VLERange: a range in between BidirectionalRange and RandomAccessRange

Sat Jan 15 12:31:23 PST 2011

On 2011-01-15 12:39:32 -0500, "Steven Schveighoffer" 
<schveiguy at yahoo.com> said:

> On Sat, 15 Jan 2011 12:11:59 -0500, Lutger Blijdestijn  
> <lutger.blijdestijn at gmail.com> wrote:
> 
>> Steven Schveighoffer wrote:
>> 
>> ...
>>>> I think a good standard to evaluate our handling of Unicode is to see
>>>> how easy it is to do things the right way. In the above, foreach would
>>>> slice the string grapheme by grapheme, and the == operator would  perform
>>>> a normalized comparison. While it works correctly, it's probably not  the
>>>> most efficient way to do thing however.
>>> 
>>> I think this is a good alternative, but I'd rather not impose this on
>>> people like myself who deal mostly with English.  I think this should be
>>> possible to do with wrapper types or intermediate ranges which have
>>> graphemes as elements (per my suggestion above).
>>> 
>>> Does this sound reasonable?
>>> 
>>> -Steve
>> 
>> If its a matter of choosing which is the 'default' range, I'd think  proper
>> unicode handling is more reasonable than catering for english / ascii  only.
>> Especially since this is already the case in phobos string algorithms.
> 
> English and (if I understand correctly) most other languages.  Any  
> language which can be built from composable graphemes would work.  And 
> in  fact, ones that use some graphemes that cannot be composed will 
> also work  to some degree (for example, opEquals).
> 
> What I'm proposing (or think I'm proposing) is not exactly catering to  
> English and ASCII, what I'm proposing is simply not catering to more  
> complex languages such as Hebrew and Arabic.  What I'm trying to find 
> is a  middle ground where most languages work, and the code is simple 
> and  efficient, with possibilities to jump down to lower levels for 
> performance  (i.e. switch to char[] when you know ASCII is all you are 
> using) or jump  up to full unicode when necessary.

Why don't we build a compiler with an optimizer that generates correct 
code *almost* all of the time? If you are worried about it not 
producing correct code for a given function, you can just add 
"pragma(correct_code)" in front of that function to disable the risky 
optimizations. No harm done, right?

One thing I see very often, often on US web sites but also elsewhere, 
is that if you enter a name with an accented letter in a form (say 
Émilie), very often the accented letter gets changed to another 
semi-random character later in the process. Why? Because somewhere in 
the process lies an encoding mismatch that no one thought about and no 
one tested for. At the very least, the form should have rejected those 
unexpected characters and show an error when it could.

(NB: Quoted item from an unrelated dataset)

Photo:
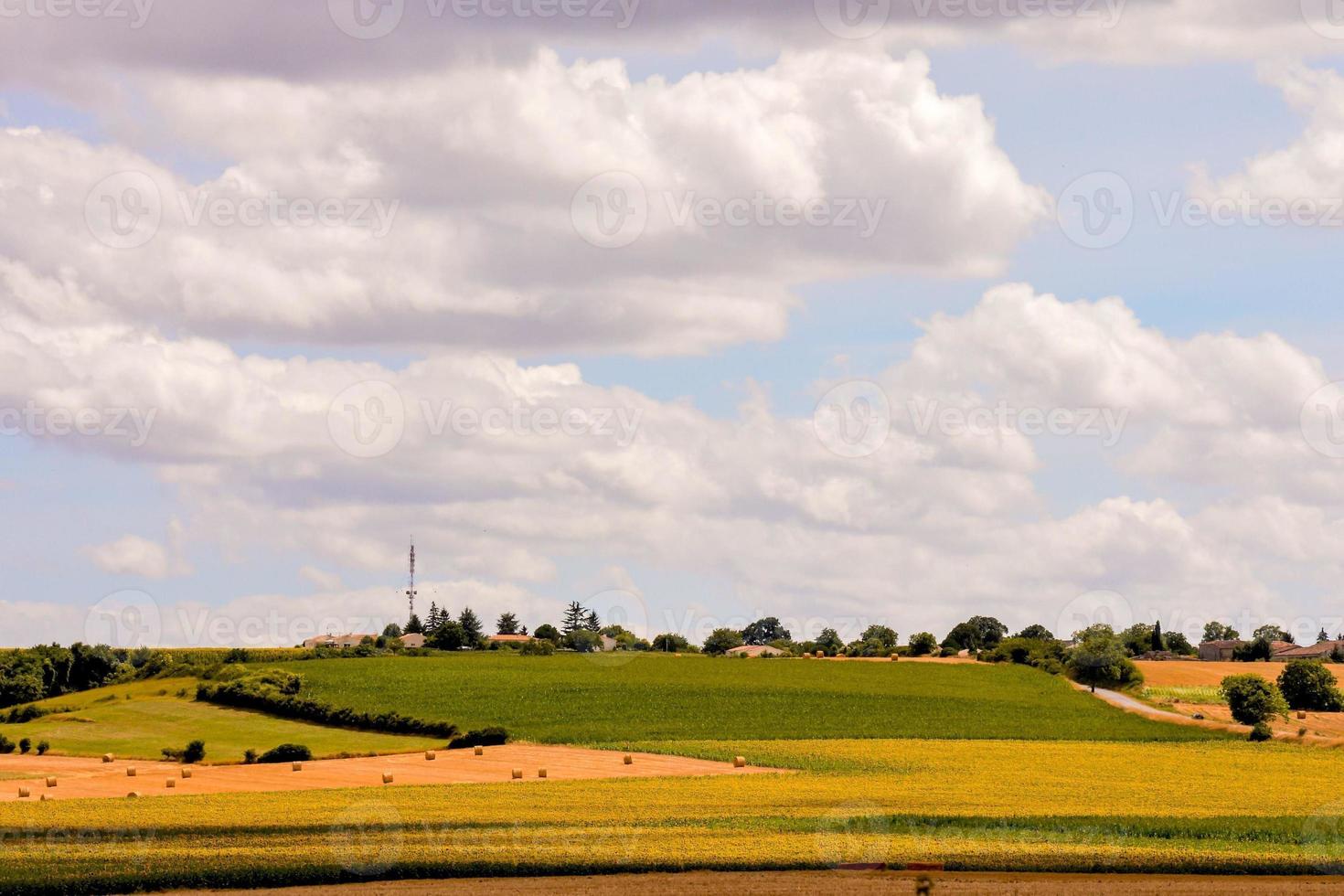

Now, with proper Unicode handling up to the code point level, this kind 
of problem probably won't happen as often because the whole stack works 
with UTF encodings. But are you going to validate all of your inputs to 
make sure they have no combining code point?

Don't assume that because you're in the United States no one will try 
to enter characters where you don't expect them. People love to play 
with Unicode symbols for fun, putting them in their name, signature, or 
even domain names (✪df.ws). Just wait until they discover they can 
combine them. ☺̰̎! There is also a variety of combining mathematical 
symbols with no pre-combined form, such as ≸. Writing in Arabic, 
Hebrew, Korean, or some other foreign language isn't a prerequisite to 
use combining characters.

> Essentially, we would have three levels of types:
> 
> char[], wchar[], dchar[] -- Considered to be arrays in every way.
> string_t!T (string, wstring, dstring) -- Specialized string types that 
> do  normalization to dchars, but do not handle perfectly all graphemes. 
>  Works  with any algorithm that deals with bidirectional ranges.  This 
> is the  default string type, and the type for string literals.  
> Represented  internally by a single char[], wchar[] or dchar[] array.
> * utfstring_t!T -- specialized string to deal with full unicode, which 
> may  perform worse than string_t, but supports everything unicode 
> supports.   May require a battery of specialized algorithms.
> 
> * - name up for discussion
> 
> Also note that phobos currently does *no* normalization as far as I can 
>  tell for things like opEquals.  Two char[]'s that represent equivalent 
>  strings, but not in the same way, will compare as !=.

Basically, you're suggesting that the default way should be to handle 
Unicode *almost* right. And then, if you want to handle thing *really* 
right you need to be explicit about it by using "utfstring_t"? I 
understand your motivation, but it sounds backward to me.

-- 
Michel Fortin
michel.fortin at michelf.com
http://michelf.com/